Toujours selon les Statuts, elle a été instituée en vertu de la disposition 6.2 du Statut du personnel de l’Organisation des Nations Unies:
Article 6.2
Le Secrétaire général établit pour les fonctionnaires un système de sécurité sociale prévoyant notamment la protection de la santé des intéressés et des congés de maladie, de maternité et de paternité, ainsi que de justes indemnités en cas de maladie, de blessure ou de décès imputables à l’exercice de fonctions officielles au service de l’Organisation des Nations Unies.
Cette création a eu lieu à Genève, en 1947. Peut-on parler dans ces conditions d’une «assurance étrangère» sans autre précision?
Pour essayer de comprendre le raisonnement de l’hôpital public valaisan, il faut remarquer que chaque canton suisse peut regarder les institutions «étrangères» à son périmètre comme étrangères tout court, mais il faut se rappeler également que le terrain de la prévoyance sociale dans son versant médical est assujetti à la Loi fédérale sur l’assurance-maladie (LAMal) de portée fédérale. En effet, la Confédération Suisse exige que tous les résidents légaux sur son territoire, suisses ou étrangers, soient affiliés à une assurance médicale répondant à des critères énoncés à minima dans la LAMal. C’est pour cette raison que quand un fonctionnaire international cesse sa vie professionnelle active et rend sa carte de légitimation en faisant la demande d’un titre de séjour ordinaire pour demeurer en Suisse, il doit accompagner cette demande, adressée à l’autorité cantonale compétente, d’une attestation, fournie par son assurance, certifiant qu’il est au bénéfice d’une couverture équivalente à la LAMal, à moins qu’il ait choisi de quitter l’assurance de son organisation pour souscrire à une assurance «locale». Cette demande est considérée comme une «requête d’exemption».
La difficulté résiderait alors dans le fait que les accords de siège conclus entre la Confédération Suisse et les organisations de la famille des Nations Unies, à commencer par l’ONU Genève, n’ont pas fait incorporer les assurances médicales établies dans leur sein au groupe des assurances locales compatibles avec la LAMal, afin qu’’aucun canton ne puisse les considérer comme «étrangères».
D’après nos dernières informations, l’UNSMIS compte négocier, en coordination avec le BIT, l’OMS et le CERN, avec ces institutions publiques de santé sises dans d’autres cantons suisses, afin d’obtenir un traitement plus équitable.
C’est sans doute une démarche raisonnable mais malheureusement aux contours indéfinis, aussi bien dans le temps que dans les objectifs chiffrables.
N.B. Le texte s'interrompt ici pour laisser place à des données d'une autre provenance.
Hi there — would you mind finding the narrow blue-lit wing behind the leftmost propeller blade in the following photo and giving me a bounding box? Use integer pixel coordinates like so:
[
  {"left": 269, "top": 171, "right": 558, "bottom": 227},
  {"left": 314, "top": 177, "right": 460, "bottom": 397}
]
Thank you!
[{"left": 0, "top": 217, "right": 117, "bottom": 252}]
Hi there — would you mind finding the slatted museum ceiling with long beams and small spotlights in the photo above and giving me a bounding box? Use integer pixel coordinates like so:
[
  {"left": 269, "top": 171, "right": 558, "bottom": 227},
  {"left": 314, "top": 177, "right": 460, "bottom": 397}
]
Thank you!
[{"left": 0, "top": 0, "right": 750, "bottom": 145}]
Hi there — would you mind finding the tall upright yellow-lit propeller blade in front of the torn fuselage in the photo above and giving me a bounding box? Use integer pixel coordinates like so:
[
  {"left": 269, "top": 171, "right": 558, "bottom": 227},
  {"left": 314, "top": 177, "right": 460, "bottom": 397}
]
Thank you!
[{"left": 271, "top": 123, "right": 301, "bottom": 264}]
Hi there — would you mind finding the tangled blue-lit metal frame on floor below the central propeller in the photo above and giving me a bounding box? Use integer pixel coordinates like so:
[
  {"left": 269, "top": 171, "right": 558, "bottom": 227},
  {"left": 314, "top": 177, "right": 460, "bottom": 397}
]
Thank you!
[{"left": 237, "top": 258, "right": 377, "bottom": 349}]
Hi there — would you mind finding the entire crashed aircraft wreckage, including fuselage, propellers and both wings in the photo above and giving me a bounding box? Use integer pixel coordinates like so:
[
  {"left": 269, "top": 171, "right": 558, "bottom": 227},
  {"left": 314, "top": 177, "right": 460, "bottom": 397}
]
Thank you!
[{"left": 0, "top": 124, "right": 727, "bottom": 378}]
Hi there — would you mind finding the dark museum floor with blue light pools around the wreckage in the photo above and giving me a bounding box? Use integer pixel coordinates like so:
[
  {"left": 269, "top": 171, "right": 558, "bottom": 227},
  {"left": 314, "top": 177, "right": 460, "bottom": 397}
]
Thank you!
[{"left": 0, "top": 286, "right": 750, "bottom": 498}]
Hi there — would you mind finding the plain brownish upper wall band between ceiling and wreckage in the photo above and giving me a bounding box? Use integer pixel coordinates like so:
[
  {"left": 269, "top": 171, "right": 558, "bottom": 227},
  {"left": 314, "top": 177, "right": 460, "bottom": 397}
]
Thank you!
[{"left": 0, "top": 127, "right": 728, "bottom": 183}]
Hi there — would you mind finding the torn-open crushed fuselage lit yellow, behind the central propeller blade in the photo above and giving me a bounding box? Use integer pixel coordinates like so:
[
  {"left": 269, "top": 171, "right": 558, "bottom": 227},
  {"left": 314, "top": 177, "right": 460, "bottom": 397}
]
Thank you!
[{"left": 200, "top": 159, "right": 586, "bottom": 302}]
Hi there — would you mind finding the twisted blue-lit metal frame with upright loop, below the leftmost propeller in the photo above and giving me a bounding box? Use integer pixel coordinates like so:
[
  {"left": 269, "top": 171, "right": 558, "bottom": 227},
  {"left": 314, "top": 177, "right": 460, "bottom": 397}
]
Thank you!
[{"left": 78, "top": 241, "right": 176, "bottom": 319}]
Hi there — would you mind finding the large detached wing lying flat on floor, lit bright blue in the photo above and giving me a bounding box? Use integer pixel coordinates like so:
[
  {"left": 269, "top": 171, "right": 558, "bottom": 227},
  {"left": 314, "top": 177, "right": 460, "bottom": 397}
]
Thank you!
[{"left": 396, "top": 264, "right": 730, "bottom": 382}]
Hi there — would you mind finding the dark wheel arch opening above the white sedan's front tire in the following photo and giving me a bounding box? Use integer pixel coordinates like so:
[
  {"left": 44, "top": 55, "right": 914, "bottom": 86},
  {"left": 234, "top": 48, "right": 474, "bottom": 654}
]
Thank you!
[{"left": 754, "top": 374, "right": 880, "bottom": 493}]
C’est une réponse récurrente reçue souvent dans ce type de situation.
C’est pourquoi nous nous demandons s’il ne serait pas judicieux, si nous n’obtenons pas de réponse dans un délai raisonnable, d’aborder le problème sous l’angle juridique, en commençant par interroger la Mission suisse auprès des Nations Unies à Genève, point focal des relations entre les organisations établies à Genève et le gouvernement de la Confédération.